Bu soru Hiram Abas’ın öldürüldüğü günden bugüne yanıtını arıyor. Eski Mit mensubu Hiram Abas’ın hayat öyküsü…
İSTANBUL’DA BAŞLAYAN BİR HAYAT
1932’de İstanbul’da dünyaya gelen Hiram Abas, gençlik devirlerinde boksla ilgilendi. Hatta bu sporda şampiyonlukları da var. Abas, Ankara Üniversitesi Siyasal Bilgiler Fakültesi’nden mezun oldu.
Mezun olduktan sonra farklı devlet kademelerinde vazife aldı, müfettişlik yaptı. Müfettiş olduktan sonra yedek subaylık yapmaya başlayan Hiram Abas, bu periyotta MİT ile ilişki kurdu ve teşkilatta çalışmaya başladı.
12 Mart Muhtırası olduğunda MİT’ten tasfiye edildi, bir müddet ortalıklarda görünmedi. 1983’te Turgut Özal’ın Başbakan olmasında sonra Özal’ın isteğiyle tekrar MİT’e döndü; kaldığı yerden devam etti.

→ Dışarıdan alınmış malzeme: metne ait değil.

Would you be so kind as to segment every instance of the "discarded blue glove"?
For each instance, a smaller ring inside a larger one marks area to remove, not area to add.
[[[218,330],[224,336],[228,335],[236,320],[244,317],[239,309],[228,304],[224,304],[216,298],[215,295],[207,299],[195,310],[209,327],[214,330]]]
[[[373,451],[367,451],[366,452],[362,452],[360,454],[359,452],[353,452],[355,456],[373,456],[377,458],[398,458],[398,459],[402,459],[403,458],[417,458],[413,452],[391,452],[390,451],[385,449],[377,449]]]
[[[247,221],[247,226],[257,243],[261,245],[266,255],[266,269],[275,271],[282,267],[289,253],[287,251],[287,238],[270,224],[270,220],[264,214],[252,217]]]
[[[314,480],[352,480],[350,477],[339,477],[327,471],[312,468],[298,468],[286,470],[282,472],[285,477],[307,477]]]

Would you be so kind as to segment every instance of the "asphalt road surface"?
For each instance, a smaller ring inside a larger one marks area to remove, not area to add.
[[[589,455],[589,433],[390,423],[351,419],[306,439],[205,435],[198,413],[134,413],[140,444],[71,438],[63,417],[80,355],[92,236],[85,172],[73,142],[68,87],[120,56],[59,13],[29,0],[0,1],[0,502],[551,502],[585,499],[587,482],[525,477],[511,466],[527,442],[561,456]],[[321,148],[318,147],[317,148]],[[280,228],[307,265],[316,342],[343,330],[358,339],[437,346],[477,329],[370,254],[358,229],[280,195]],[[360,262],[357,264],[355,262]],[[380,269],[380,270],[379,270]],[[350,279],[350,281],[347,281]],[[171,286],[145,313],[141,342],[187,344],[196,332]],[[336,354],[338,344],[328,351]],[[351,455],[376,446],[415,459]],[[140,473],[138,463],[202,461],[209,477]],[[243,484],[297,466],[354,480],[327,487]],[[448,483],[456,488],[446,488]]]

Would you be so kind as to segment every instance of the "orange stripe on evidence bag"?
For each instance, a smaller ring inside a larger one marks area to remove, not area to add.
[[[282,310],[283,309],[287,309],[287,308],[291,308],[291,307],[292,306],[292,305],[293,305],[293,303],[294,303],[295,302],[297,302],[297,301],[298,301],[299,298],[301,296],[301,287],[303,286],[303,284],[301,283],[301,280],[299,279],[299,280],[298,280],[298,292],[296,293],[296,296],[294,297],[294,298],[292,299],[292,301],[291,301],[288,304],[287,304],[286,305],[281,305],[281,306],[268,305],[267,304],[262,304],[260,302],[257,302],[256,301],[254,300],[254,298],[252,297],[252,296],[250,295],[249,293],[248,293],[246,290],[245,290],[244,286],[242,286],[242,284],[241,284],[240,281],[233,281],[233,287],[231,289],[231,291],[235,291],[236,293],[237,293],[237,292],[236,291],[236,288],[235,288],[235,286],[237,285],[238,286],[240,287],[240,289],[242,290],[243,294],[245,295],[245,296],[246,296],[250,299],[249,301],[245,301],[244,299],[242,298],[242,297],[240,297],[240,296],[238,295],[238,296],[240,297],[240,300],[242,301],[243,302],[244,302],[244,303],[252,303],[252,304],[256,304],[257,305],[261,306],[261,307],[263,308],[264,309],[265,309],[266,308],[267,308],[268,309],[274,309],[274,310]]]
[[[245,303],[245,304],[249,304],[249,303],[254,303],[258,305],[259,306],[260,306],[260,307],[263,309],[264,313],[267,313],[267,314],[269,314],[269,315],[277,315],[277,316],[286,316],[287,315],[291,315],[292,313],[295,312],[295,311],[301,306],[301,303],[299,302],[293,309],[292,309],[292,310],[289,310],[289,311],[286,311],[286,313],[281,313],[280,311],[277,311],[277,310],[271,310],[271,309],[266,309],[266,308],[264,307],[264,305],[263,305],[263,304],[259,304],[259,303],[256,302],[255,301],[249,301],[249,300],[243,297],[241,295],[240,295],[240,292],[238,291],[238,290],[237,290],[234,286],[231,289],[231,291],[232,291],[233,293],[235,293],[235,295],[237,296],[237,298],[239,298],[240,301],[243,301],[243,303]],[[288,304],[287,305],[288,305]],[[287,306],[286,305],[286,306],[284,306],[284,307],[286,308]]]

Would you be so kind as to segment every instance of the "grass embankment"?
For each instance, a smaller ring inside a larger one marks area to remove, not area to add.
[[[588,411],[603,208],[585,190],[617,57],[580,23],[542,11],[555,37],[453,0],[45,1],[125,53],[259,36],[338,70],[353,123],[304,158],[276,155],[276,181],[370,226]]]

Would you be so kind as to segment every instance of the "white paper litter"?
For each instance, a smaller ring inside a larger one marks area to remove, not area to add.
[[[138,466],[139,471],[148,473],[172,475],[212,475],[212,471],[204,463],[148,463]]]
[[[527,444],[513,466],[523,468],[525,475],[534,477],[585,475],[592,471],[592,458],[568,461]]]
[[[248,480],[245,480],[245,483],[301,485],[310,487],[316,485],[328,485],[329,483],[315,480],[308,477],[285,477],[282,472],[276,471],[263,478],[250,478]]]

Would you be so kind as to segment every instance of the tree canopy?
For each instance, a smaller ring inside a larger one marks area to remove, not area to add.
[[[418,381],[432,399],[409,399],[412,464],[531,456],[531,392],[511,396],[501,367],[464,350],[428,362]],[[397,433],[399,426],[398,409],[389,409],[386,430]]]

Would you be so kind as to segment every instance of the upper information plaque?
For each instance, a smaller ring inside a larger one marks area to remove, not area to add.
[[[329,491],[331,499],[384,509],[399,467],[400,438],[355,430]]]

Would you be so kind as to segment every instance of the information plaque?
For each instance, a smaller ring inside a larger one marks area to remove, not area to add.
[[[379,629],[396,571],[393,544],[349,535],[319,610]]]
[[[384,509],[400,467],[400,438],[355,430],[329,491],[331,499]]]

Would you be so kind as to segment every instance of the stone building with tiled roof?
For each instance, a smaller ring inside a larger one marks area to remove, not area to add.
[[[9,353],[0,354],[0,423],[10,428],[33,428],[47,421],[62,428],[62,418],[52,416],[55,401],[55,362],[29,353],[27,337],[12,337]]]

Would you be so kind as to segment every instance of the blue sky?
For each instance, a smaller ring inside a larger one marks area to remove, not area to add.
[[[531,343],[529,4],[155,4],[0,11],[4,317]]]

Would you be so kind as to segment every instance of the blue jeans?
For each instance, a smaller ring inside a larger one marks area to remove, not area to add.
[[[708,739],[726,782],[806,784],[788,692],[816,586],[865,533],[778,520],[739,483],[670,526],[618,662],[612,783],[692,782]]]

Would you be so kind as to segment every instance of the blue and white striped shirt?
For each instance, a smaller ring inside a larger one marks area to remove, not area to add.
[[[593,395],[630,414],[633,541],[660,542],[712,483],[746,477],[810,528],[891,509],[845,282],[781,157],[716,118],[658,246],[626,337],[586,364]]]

1988’de yayınlanan MİT raporu olayında sorumlu görülerek, raporu kaleme alan Mehmet Eymür’le pasif misyona alınmak istenince ikinci defa teşkilattan kendi isteğiyle ayrıldı.
Korkut Eken ile abi kardeş, eski MİT müsteşarı ve korgeneral Mehmet Fuat Doğu ile baba-oğul alakası içinde olduğu bilinen bir gerçek.
ÖLÜMÜ HAKKINDA İDDİALAR
Ergenekon Davası iddianamelerinde ve daha sonra gazetelere verilen röportajlarda Hiram Abas’ı öldüren kişinin, 3 Mart 1995’te Sedat Bucak buyruğundaki Abdullah Çatlı ve grubu tarafından infaz edilip, betona gömüldüğü tez edilen Tarık Ümit olduğu öne sürülmektedir.
BAY PİPO…
Hiram Abas’ı daha yakından tanımak isteyenler için gazeteci Soner Yalçın’ın yayınlandığında adeta ekmek peynir üzere satan “Bay Pipo” kitabını okumanızı öneriyoruz. Bu kitapla 1990’lı yıllarda neler olup bititğini daha net biçimde göreceksiniz.